What else is in store for JRG? Bourque says the company is looking to open more campus pubs, as well as expand the S+L brand. JRG is also opening a new restaurant called Sudo Asian Kitchen later this year, as well as a new concept in the former Roosters Country Cabaret — an iconic spot in the Fraser Valley. JRG is also looking at revamping some of its pubs to reflect different needs in the communities.

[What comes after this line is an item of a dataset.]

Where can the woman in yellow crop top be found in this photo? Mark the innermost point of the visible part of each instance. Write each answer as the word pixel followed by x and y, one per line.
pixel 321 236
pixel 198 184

Giving back to the communities it serves is also important to JRG. The company supports a variety of charitable organizations, including B.C. Cancer Society, The B.C. Covenant House and many local food banks. In 2017, JRG employees participated in the first annual JRG Sleep Out, which saw them spend a night sleeping on the street, raising more than $115,000 for Covenant House. In the second year, JRG raised more than $160,000 for Youth Unlimited. This past March, the company announced a partnership with Variety — The Children’s Charity. To start, JRG will support Variety’s Show of Hearts Telethon and One Night in the Valley gala and expects to do more in the future.
Reflecting on 2019 as a whole, Moreno says, like any year in the hospitality industry, there are wins and challenges. “But if I had to sum up 2019, it’s been a huge year for the company because it was really a year of diversification,” he says. “We still stayed within our lane and didn’t go off into something totally left field, but it was nice to see a culmination of all of our efforts.”